Goals of the excavation include establishing stratigraphically the
chronological range of the Bronze Age, Greek-Byzantine, and underlying
Neolithic settlement; sequences of growth and destruction; and data
concerning household and community economy and possibly trade (based
on evidence for agriculture, pastoralism, imports, and evidence for
room/area function). The specific goals of this circumscribed approach
to initial investigation of this large harbor settlement is to obtain
insights concerning patterns of growth and decline, which will be placed
in a regional perspective. Excavation will provide data concerning
the economic basis for settlement over millennia, and how this may
have changed and evolved along with regional trade networks.
Work Plan 2006
The work plan for 2006 is to first complete the excavation of
the 2005 trenches in Areas H, G, and A. In 2006 excavation of the rooms/areas
in trench G2000 will be complete: the calderimi will be removed,
and all areas will be excavated as far as is possible into Bronze
Age strata. this can be accomplished without removal of overlying
Greek and Roman walls, although the spaces where excavation is possible
into Bronze Age strata will become smaller as greater depths are
reached.

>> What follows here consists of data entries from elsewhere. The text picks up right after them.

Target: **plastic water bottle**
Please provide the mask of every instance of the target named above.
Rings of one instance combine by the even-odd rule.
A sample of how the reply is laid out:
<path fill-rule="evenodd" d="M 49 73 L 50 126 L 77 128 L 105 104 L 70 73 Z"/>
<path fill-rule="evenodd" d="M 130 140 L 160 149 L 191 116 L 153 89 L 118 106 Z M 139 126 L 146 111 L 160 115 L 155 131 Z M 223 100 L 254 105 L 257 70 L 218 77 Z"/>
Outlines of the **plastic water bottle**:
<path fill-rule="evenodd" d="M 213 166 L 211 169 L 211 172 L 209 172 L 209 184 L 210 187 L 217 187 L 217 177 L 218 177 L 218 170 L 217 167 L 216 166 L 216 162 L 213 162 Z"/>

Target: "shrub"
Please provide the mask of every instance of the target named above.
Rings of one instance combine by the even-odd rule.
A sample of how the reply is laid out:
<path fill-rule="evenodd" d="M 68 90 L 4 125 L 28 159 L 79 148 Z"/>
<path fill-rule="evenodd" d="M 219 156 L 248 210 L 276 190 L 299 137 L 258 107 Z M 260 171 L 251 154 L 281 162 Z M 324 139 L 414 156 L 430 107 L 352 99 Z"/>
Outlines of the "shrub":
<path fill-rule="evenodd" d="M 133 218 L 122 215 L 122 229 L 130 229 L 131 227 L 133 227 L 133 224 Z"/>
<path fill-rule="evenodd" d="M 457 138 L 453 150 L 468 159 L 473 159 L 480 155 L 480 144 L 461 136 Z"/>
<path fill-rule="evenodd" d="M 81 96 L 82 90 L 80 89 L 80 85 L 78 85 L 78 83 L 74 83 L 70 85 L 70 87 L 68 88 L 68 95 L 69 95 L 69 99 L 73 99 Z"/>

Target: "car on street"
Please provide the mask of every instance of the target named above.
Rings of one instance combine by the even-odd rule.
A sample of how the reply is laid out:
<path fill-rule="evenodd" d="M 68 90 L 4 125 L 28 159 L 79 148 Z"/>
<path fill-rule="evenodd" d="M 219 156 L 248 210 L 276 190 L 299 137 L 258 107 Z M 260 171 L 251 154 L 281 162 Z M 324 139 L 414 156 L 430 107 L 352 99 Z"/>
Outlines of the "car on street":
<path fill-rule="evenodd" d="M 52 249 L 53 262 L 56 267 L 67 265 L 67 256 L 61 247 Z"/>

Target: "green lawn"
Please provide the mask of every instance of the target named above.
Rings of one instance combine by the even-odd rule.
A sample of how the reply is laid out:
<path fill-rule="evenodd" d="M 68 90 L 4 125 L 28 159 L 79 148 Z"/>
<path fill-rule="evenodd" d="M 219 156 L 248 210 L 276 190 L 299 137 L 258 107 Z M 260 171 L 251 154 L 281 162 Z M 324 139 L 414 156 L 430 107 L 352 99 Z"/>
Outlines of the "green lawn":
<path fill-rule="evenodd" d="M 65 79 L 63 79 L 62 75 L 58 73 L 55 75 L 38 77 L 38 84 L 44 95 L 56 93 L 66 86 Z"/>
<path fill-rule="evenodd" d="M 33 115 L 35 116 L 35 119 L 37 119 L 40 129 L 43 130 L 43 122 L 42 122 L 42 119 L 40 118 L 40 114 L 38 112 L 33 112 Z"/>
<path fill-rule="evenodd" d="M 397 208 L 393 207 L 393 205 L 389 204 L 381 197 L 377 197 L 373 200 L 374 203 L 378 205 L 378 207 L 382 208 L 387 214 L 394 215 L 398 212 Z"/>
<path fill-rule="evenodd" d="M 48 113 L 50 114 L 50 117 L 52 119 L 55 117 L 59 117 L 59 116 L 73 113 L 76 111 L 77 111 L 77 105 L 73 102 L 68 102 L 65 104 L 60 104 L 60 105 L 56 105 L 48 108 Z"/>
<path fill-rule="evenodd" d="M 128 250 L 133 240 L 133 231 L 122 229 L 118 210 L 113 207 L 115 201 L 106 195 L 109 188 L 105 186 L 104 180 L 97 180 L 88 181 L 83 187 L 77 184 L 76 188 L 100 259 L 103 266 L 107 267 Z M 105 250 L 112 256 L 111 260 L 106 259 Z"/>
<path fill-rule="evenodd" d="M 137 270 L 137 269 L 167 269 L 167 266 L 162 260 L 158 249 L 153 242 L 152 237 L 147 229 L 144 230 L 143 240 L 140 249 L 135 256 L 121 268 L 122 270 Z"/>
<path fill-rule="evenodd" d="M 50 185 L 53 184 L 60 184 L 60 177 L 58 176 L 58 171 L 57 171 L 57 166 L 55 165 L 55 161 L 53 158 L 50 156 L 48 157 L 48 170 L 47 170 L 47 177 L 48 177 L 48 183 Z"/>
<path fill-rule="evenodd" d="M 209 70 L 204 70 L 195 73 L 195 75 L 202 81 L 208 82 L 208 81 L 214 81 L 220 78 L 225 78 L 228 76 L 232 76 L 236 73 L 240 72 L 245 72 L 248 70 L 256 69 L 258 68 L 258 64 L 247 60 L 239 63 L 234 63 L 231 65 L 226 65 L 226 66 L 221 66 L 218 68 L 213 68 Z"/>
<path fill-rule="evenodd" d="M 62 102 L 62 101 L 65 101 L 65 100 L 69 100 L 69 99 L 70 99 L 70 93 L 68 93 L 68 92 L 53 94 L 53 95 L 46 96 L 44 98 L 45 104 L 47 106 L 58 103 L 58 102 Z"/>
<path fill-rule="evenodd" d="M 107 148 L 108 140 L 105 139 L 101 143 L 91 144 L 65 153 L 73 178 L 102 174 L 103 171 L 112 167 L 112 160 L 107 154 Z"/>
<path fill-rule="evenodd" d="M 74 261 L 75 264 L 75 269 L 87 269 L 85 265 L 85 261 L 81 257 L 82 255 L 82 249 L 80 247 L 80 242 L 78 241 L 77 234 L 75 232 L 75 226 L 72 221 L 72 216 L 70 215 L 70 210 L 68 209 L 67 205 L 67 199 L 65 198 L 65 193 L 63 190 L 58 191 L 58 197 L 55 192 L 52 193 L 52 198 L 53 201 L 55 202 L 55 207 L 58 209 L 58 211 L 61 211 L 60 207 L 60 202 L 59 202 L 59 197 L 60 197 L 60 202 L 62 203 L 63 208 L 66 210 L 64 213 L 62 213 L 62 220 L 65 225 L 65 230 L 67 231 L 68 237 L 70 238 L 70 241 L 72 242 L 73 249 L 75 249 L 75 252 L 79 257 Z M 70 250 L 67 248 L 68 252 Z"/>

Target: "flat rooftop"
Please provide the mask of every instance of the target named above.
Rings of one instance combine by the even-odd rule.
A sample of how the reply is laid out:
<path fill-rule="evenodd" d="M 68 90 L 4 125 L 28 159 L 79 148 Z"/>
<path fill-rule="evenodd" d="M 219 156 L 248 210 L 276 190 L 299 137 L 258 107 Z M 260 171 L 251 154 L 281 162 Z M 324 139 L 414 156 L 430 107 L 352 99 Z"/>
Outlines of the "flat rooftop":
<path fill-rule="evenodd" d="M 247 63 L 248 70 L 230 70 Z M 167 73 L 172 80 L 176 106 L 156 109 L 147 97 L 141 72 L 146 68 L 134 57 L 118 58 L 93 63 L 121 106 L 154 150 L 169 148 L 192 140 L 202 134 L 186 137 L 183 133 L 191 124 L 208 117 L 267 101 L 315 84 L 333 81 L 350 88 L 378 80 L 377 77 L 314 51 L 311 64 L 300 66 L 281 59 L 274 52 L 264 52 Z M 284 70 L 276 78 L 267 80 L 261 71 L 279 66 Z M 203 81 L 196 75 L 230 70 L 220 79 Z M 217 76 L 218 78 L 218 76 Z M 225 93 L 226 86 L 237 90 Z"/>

In Trench G1000 small areas will be excavated near the large
channel kiln, walls on the beach, and the paving, in order to establish
more precise dates for these features. In 2006 two more trenches
will be opened in area G: these to the north and south of trench
G2000, in order to expand excavation over the settlement area and
to begin to relate the deep stratigraphy of trench G1000 with the
strata under the Greek and Roman houses on the slope above.
Excavation of trench H3000 will be complete with removal of soil from
the floor surfaces of this trench, and excavation will continue in
H2000. One trench (H4000) will be placed directly south of trench H2000
to reveal a possible large structure detected by a wall in the southeast
corner of H2000. It may be worthwhile to open a trench farther east,
in the middle of the slope, and one at the top of the slope, where
traces of a large structure protrude through the surface (this north
of the chapel).
Excavation will continue in small areas around the paving in Trench
A1000 in order to establish the date of the paving and other features
in this trench. Excavation in Trench A2000, directly north, will possibly
reveal more features related to metallurgical production and the nearby
chapel. Two more trenches trench will be placed in area A: one over
a large possible kiln to the northwest, identified through remote sensing,
and one placed over the chapel, which appears to be built over a large,
possible Bronze Age structure (the massive worn gray limestone boulders
under and near the chapel apse appear similar in size, workmanship,
and stone to Bronze Age walls seen elsewhere on the site).
Overall, the 2006 season will involve opening six more trenches and
greatly expanding the existing grid of trenches, while completing some
work on those opened in 2005. Only trench G2000, however, may involve
more than a few days to complete. This will also be the plan for subsequent
seasons: to open up to six trenches each year (this goal of course
related to available funding and staff). This will ultimately expose
from 700 to 1,000 square meters of the ancient site.